How It Works
Dragon PBX delegates call routing to your application via HTTP.
The basics
Dragon PBX acts as a B2BUA (Back-to-Back User Agent) — it sits in the middle between callers and destinations, managing both sides of the call independently. The key difference from a traditional PBX is that routing logic isn't configured inside the system. Instead, when a call arrives, Dragon PBX asks your application what to do via a Webhook and JSON response.
Call flow
When a call arrives, this is what happens:
- Domain check — The system verifies the SIP domain is one it manages.
- Source identification — It determines whether the caller is a registered client or arriving via a trunk (matched by IP/CIDR).
- Authentication — Clients are challenged with SIP digest auth. Trunks are identified by source IP or authenticated via credentials.
- Dialplan lookup — The dialled number is matched against the caller's dialplan using pattern matching to find the CallHook URL.
- CallHook request — Dragon PBX POSTs call details (from, to, domain, call ID) to your CallHook URL.
- CallScript execution — Your endpoint returns a JSON array of verbs. The system executes them in order — playing announcements, connecting to destinations, or sending responses.
- Retry — If the call isn't resolved after the script completes, the system retries (up to 3 times), passing an incremented counter so your application can vary the routing.
Webhooks
Three webhook types give you control and visibility:
RegHook
Called when a SIP client registers. Your endpoint authenticates the client and returns a dialplan and optional codec preferences. This lets you dynamically control which numbers each client can reach and how calls are routed.
CallHook
Called when a call needs routing. Receives the caller, destination, domain, and retry count. Returns a CallScript — a JSON array of verbs that define the call flow.
StatusHook
Receives real-time notifications about call events: ringing, answered, hangup, transfer, playback progress, and more. Useful for logging, analytics, or triggering side effects in your application.
Example call script
A simple script that plays a greeting, rings a user, and then rejects with busy if they don't answer:
[
{"verb": "announce", "url": "file:/greeting.wav"},
{"verb": "connect", "dest": [
{"address": "1001", "type": "client", "timeout": 30}
]},
{"verb": "response", "code": 486}
]
Architecture
Dragon PBX is built on three core components:
- Drachtio — An open source SIP server that handles the signalling layer. Dragon PBX connects to it as a client application via the Drachtio SRF framework.
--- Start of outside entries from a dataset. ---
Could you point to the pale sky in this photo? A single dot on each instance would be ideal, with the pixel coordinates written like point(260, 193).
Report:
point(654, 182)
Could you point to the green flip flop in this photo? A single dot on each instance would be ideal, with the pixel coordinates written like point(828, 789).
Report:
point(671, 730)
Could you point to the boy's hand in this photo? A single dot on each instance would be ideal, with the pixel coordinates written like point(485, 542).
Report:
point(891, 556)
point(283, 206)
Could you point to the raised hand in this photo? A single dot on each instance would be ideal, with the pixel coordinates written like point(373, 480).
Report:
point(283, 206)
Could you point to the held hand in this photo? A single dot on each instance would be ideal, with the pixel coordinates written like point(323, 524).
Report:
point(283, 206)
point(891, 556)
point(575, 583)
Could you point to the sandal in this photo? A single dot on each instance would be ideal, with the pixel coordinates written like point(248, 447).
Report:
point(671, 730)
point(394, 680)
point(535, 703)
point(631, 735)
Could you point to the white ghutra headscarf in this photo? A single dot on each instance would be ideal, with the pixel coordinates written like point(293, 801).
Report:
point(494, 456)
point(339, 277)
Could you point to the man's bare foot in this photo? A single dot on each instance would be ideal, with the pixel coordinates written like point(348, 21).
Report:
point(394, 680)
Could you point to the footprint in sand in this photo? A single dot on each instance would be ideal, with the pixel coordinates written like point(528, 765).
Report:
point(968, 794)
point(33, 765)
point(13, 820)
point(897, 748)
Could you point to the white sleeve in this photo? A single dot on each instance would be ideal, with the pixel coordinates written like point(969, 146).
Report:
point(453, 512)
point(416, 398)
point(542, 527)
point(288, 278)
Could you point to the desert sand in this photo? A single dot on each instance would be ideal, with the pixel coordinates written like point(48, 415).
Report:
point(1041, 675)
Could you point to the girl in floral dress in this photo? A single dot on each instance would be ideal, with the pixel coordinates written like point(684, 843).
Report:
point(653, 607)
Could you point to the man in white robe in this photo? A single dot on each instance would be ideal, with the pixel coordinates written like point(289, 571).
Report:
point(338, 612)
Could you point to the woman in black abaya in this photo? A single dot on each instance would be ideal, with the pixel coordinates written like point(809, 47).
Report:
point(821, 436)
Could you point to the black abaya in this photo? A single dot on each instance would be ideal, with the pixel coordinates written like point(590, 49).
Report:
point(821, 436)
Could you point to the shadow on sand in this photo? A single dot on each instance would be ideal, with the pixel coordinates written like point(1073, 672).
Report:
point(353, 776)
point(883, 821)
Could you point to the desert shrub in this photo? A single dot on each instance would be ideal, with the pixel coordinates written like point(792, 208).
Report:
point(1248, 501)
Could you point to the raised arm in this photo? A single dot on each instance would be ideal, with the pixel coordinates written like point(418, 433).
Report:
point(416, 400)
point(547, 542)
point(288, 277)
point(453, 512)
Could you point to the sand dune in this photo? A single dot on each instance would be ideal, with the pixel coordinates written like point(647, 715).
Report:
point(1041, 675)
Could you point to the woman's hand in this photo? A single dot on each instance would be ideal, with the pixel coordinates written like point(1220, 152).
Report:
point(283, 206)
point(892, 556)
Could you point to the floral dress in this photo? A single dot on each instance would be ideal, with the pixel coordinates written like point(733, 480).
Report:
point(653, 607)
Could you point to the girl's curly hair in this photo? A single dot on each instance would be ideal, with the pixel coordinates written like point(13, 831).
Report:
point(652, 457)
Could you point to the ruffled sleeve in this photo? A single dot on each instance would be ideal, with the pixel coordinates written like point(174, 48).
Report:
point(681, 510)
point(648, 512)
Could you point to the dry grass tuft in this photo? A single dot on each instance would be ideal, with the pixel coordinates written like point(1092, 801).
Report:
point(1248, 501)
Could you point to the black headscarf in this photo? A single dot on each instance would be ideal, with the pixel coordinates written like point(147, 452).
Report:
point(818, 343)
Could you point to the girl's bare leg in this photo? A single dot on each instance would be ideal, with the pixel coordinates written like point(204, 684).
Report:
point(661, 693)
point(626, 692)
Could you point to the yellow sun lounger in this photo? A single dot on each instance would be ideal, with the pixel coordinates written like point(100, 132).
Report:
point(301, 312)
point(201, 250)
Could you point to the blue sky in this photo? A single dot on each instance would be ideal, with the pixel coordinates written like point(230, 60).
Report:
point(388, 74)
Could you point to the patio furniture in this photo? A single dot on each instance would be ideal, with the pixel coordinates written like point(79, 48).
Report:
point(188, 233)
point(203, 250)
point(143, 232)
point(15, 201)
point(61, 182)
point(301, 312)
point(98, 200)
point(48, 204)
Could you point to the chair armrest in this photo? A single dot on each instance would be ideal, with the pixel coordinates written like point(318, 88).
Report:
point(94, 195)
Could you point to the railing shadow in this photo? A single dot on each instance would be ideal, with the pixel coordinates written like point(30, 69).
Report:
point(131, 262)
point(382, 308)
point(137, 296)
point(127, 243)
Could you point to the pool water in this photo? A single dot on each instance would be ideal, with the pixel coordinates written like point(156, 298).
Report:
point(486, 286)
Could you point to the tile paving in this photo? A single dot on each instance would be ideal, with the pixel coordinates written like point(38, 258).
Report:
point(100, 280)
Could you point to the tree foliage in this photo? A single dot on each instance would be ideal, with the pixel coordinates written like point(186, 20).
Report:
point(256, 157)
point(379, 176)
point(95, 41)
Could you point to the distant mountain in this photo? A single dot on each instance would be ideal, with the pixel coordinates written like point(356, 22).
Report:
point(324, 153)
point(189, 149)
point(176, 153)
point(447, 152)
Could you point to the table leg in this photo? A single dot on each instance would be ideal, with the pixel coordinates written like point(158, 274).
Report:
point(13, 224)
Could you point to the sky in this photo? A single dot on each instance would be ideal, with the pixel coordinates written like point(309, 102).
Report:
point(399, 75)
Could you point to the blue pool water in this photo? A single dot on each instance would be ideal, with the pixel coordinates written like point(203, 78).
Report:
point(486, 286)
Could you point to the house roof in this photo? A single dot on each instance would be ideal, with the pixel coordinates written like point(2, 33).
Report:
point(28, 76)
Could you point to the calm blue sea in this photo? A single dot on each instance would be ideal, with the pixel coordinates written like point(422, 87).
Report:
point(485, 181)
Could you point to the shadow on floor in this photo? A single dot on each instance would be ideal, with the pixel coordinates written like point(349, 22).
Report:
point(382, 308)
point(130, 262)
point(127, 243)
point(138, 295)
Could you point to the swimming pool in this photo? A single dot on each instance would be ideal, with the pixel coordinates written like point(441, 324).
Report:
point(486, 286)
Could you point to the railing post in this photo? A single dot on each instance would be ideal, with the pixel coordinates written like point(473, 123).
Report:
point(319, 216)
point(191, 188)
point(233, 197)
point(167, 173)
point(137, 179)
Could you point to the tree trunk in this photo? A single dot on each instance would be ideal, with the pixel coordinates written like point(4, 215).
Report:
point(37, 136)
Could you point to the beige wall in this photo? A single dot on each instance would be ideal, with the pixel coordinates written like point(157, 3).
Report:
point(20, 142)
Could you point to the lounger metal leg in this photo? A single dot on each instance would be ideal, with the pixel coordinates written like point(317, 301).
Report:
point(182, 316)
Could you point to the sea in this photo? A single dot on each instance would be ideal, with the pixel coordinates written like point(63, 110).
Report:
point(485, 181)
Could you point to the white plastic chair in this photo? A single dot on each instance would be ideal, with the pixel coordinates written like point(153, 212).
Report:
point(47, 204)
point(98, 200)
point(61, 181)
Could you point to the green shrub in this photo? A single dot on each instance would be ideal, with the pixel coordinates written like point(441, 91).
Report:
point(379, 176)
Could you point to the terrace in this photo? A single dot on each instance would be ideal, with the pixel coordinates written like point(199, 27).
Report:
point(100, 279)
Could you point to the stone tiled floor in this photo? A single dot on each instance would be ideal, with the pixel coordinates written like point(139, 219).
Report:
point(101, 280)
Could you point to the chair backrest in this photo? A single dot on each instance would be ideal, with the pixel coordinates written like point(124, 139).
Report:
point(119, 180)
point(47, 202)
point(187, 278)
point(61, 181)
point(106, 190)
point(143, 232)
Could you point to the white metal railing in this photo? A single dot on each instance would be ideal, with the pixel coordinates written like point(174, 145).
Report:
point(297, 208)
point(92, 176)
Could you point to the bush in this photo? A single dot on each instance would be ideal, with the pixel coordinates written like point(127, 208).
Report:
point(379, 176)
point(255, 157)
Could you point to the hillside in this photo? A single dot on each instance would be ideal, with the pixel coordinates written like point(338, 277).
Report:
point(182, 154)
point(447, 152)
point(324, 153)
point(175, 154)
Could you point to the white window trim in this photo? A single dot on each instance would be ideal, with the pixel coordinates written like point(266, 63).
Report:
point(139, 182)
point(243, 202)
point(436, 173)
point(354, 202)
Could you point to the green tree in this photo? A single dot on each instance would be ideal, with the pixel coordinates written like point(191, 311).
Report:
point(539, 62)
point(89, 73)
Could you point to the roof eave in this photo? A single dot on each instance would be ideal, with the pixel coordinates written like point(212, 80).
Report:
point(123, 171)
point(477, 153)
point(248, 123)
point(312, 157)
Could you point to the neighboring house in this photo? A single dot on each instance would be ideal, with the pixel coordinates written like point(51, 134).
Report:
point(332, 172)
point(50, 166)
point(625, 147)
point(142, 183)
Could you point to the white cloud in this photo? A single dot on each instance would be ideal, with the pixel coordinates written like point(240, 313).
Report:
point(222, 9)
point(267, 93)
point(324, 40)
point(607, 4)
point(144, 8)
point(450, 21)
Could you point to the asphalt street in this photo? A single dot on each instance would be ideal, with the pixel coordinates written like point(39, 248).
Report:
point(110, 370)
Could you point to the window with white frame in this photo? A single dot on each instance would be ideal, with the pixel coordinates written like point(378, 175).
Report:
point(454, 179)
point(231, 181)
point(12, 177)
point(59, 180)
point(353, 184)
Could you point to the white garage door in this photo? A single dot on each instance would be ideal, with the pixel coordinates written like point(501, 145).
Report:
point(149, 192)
- RTPEngine — A media proxy that handles RTP streams, codec transcoding, and media relay between call legs.
- Redis — Stores ephemeral state: client registrations, contacts, assigned dialplans, and codec preferences, all with TTL-based expiry.
The application itself runs as a Node.js process. It wires together SIP events from Drachtio, media control through RTPEngine, and state management in Redis — then delegates all routing decisions to your HTTP endpoints.